I have always been accepting of her dating boys and girls in the past. This honestly feels like some daft rebellious fling that is intoxicating as all love affairs are at first. Yes it may fizzle out but not looking likely.

My main concerns are this person has had their healthy breasts removed already. Daughter insists on calling it ‘top surgery’ which is the term used I know. I call it mutilation of healthy limbs. I do not think this is someone in a healthy place. I also feel they have been let down by mental health/ health care professionals in ‘affirming’ a lie and proceeding with medical intervention in terms of surgery for a mental health issue.

Edited

breasts are not limbs...

Mumz0612 · 18/03/2026 11:41

I'm sorry op your daughter hasnt ripped family apart is she happy and if she is that's all that matters. What you think or say doesn't really matter as it's your daughter who is with him

Leahrosemary · 18/03/2026 11:41

BlueLegume · 18/03/2026 10:39

@MyTrivia sorry I thought I had made it clear. This person is a biological female who identifies as male/non-binary/they them. Apparently depending on how they feel on any given day. They have had a double mastectomy and are apparently considering the next steps.

As previously said a healthy lesbian relationship is something I’d be thrilled for my daughter. There is no issue with that.

This dynamic just does not feel safe or healthy. It may fizzle out but at the moment it’s looking unlikely.

Yes, your OP made it clear but I agree with pp that your title is confusing.

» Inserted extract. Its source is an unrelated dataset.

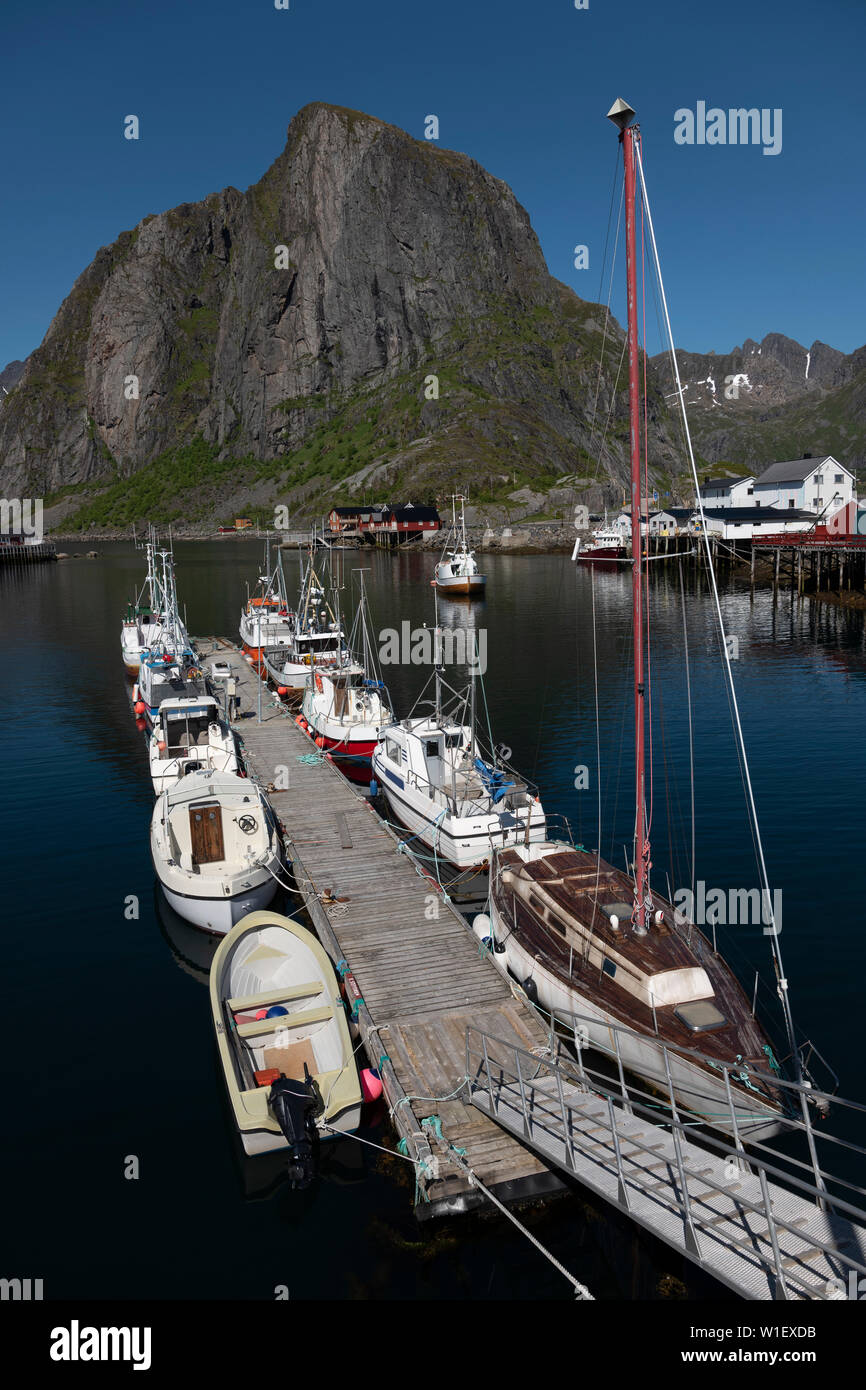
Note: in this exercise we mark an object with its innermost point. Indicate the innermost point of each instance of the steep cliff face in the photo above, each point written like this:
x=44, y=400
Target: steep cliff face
x=398, y=260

A trans-identified male is a biological male, a transwoman. It’s a term GC people sometimes use as it makes biological sex clear.
You meant a trans-identified female.

MotherofPufflings · 18/03/2026 11:42

Alpacajigsaw · 18/03/2026 11:36

It really isn’t though. People of a different religion don’t generally require everyone else changes how they speak about things. Adherents to trans ideology expect everyone to use things like preferred pronouns etc even where they don’t reflect reality.

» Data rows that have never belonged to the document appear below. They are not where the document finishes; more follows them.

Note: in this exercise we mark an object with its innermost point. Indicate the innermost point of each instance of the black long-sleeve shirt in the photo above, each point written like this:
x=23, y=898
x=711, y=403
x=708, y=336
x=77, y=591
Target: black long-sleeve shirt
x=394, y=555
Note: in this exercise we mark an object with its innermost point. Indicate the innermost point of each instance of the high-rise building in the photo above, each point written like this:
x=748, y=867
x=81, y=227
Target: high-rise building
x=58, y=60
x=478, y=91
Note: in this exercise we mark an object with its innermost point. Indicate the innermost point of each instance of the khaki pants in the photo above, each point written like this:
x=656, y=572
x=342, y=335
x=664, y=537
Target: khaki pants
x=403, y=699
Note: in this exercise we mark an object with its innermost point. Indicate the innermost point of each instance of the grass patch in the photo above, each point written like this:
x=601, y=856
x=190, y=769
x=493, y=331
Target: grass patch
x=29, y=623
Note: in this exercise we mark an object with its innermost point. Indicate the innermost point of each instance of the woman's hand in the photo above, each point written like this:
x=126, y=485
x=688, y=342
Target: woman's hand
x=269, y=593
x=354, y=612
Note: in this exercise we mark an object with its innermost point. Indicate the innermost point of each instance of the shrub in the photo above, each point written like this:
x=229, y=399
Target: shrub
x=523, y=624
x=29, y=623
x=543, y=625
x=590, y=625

OP not the same I know but my son’s partner is basically a heterosexual female who identifies as NB. Nice enough girl but I basically told my son at the outset I wouldn’t be an arse about it, but there was no way I was calling her “them”.

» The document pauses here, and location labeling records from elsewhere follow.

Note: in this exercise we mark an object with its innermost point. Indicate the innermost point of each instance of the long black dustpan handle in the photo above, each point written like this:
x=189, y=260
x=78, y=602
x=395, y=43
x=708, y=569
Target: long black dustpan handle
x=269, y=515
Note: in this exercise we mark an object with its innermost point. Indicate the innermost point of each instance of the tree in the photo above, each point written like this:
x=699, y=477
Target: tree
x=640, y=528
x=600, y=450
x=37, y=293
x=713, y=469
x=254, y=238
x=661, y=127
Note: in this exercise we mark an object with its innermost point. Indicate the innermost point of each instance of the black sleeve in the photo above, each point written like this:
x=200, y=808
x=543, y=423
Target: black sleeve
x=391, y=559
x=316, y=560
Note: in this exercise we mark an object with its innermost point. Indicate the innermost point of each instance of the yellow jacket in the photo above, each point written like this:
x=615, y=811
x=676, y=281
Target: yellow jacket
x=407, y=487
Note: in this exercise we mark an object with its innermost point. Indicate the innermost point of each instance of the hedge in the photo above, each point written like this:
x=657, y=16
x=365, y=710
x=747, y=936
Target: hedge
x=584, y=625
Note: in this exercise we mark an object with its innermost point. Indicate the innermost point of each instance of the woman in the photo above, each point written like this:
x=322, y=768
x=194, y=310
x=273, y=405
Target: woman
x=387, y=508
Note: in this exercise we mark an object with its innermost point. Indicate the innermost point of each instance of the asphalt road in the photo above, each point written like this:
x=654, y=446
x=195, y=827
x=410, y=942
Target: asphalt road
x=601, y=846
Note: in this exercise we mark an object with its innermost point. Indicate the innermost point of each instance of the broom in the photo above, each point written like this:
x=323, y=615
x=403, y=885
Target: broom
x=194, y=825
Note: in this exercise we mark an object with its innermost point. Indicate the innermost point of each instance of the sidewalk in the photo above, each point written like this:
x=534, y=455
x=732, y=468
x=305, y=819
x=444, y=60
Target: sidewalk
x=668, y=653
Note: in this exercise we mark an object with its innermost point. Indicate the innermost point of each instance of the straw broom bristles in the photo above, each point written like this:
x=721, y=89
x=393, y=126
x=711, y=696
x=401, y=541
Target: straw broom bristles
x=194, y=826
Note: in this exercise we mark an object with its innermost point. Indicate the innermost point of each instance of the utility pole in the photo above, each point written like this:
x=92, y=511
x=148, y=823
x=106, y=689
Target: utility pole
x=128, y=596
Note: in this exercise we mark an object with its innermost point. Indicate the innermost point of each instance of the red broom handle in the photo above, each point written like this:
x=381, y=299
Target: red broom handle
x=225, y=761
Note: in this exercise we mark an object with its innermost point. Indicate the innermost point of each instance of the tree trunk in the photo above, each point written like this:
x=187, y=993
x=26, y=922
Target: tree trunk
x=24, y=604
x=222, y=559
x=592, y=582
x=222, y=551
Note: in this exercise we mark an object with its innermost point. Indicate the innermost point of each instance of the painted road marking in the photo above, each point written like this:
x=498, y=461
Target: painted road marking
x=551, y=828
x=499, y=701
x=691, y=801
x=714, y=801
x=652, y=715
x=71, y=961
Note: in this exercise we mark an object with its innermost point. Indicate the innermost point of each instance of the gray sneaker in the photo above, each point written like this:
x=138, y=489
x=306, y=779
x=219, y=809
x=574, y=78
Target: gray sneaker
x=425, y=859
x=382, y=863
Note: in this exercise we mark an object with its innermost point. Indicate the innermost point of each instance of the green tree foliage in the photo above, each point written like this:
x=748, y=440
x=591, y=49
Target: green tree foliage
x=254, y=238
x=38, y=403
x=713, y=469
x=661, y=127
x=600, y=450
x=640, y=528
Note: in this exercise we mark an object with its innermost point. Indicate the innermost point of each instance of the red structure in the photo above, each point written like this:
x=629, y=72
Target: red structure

Religion is exactly the example we use when explaining to our kids that while they're free to choose which words they use, they can't compel us to also use them. So if my son wants to describe the woman he's seeing as "he/him" that's up to him, but we won't. However, we respect that she finds it offensive for us to use the words "she/her". So we work around this, using her gender-neutral name more than feels natural in conversation 😆

BlueLegume · 18/03/2026 11:45

Ok breasts aren’t limbs but they are body parts @idkbroidk
@Leahrosemary obfuscate all you like. A man is a man - as determined at conception. A woman is a woman - as determined at conception. My daughter is dating a woman. That’s the sentence I want to use and am happy to. I wish them all the happiness but it’s a relationship built on a lie that this person is a man.

OP posts:
AnAppleAWeek · 18/03/2026 11:45

I though MN used ‘trans indented male’ to mean a trans woman? Does it mean a trans man now?

How confusing 🫤

LindorDoubleChoc · 18/03/2026 11:46

I would probably feel the same way as you in your position @BlueLegume, but honestly what can you do? You are not going to change your daughter's mind. You either have a very different (ie. distant possibly broken) relationship with her from now on, or you do your best with her new partner for the sake of keeping her in your life. I think it really is an either or situation, unfortunately.

I am so sad about the number of young lesbians who think they are trans. A girl in her early 20s in my wider family has died in excrutiatingly sad circumstances because of this.

Even my 48 year old butch lesbian sister has said she thinks she would be wondering if she was trans if she were born 20 or 30 years later. She is very grateful for that not being the case!

RedPurpleyBlue · 18/03/2026 11:53

OP tbh if you deem your adult daughter getting into a relationship with a trans male as "ripping the family apart" then you are the one that should seek therapy not her. It's a very extreme reaction.